Two sentences revive the debate on machismo in justice | Society

We can protest against gender violence in the Congress of Deputies this past November 22. In video, controversial for two sentences on gender violence decreased by the courts.

Two new sentences that bring back memories of the case of La Manada have outraged the public in recent days. One is from the Hearing of Lleida, which condemns to four years and six months, for abuse and not for sexual assault, two men who raped a young woman in Vielha in August 2017, because he did not scream or offer physical resistance, although he said "repeatedly and crying 'not' and 'please, for' clinging tightly to the bars' of a window. The magistrates understand that there was no violence and intimidation to consider it a violation, as dictated by law.

The second one, from the Audiencia de Pamplona, ​​the same room that sentenced La Manada, sentenced to 10 months and 15 days for "occasional mistreatment" to a man who stabbed his wife and tried to suffocate her in front of her children, 3 and 6 years old. One of them, at least once, shouted: "Leave it, do not kill it!". The man released his neck when he saw that he was drowning. The judges consider that the accused ceased to strangle her voluntarily, so that the crime of attempted murder did not proceed.

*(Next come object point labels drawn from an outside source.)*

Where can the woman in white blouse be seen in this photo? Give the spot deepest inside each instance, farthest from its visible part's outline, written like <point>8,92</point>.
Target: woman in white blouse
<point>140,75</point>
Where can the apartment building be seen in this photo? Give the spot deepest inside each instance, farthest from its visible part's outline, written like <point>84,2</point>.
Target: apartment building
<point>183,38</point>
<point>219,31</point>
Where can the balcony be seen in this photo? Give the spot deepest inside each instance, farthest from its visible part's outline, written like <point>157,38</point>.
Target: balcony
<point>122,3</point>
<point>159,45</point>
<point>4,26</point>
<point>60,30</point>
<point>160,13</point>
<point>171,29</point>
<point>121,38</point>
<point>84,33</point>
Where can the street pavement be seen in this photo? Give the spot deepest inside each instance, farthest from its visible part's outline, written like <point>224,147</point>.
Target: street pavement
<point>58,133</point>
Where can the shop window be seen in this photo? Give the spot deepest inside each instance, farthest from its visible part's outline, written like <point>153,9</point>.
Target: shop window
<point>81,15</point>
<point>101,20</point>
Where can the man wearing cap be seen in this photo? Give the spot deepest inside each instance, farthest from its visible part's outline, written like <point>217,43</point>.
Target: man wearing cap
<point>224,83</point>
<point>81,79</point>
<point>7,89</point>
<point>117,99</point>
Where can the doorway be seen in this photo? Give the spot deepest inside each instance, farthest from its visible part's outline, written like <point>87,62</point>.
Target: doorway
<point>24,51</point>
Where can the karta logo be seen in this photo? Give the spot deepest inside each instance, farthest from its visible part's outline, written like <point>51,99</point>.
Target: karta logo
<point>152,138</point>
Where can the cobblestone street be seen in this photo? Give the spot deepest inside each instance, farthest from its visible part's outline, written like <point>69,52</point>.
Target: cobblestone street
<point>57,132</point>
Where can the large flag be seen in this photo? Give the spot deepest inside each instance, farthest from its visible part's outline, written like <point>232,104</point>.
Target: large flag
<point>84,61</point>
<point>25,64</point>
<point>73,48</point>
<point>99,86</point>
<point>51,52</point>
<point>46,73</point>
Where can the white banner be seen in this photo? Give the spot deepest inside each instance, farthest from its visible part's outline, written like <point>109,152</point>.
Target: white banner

The consent of the victim seems to be the key in this matter. To not consent, do you need to kick yourself up, risk aggression or lose your life? Should you leave the Penal Code to differentiate between abuse and aggression to deal with this last form any attack on sexual freedom? Why do not judges see intimidation?

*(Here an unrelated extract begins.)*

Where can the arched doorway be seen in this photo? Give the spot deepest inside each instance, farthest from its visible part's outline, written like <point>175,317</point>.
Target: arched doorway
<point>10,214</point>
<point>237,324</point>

The main reasons given by lawyers, lawyers, feminist groups and experts in gender violence to explain these sentences can be summarized in a lack of training of the judiciary on attacks on sexual freedom that prevents a correct interpretation of the facts.

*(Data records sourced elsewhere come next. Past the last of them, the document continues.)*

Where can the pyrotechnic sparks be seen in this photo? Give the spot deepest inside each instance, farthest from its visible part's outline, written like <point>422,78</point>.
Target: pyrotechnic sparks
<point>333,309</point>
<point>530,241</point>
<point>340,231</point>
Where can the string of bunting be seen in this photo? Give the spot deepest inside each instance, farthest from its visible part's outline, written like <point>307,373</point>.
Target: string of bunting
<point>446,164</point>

Demonstration in the Sant Jaume Square in Barcelona against the provisional release of the defendants of La Manada on April 27, 2018.
Demonstration in the Sant Jaume Square in Barcelona against the provisional release of the defendants of La Manada on April 27, 2018.

Lucía Avilés, magistrate and spokesperson of the Association of Women Judges, points out that in the case of the young woman who was raped in the Lleida town, the offense is being qualified according to the Criminal Code and that is why it is advisable that "the legal valuations take into has the Istanbul Convention. " This agreement of the Council of Europe sealed in 2011 on prevention and fight against violence against women places consent as the axis and penalizes any sexual act carried out without it. In Spain, the agreement was ratified in 2014 but it is not applied effectively, although the last agreements of the commission of experts that prepares the modification of the Penal Code propose to unify the figures of abuse and aggression in a single type: aggression, a legal adaptation to the social concept of rape that for Aviles is "important": "The sentences do not agree sometimes with the idea that we women have what is against our freedom sexual". In these crimes, the component of physical and emotional superiority of men over women must be read in terms of gender.

The intimidation, says Susana Gisbert, prosecutor specialized in gender violence and spokesman for the Provincial Prosecutor's Office of Valencia, is not achieved by just putting a knife in the neck: "Sometimes a glance is enough to subdue a victim. It would not be necessary or change the Penal Code if the judges modified their interpretation of what happens. You have to wear violet glasses. "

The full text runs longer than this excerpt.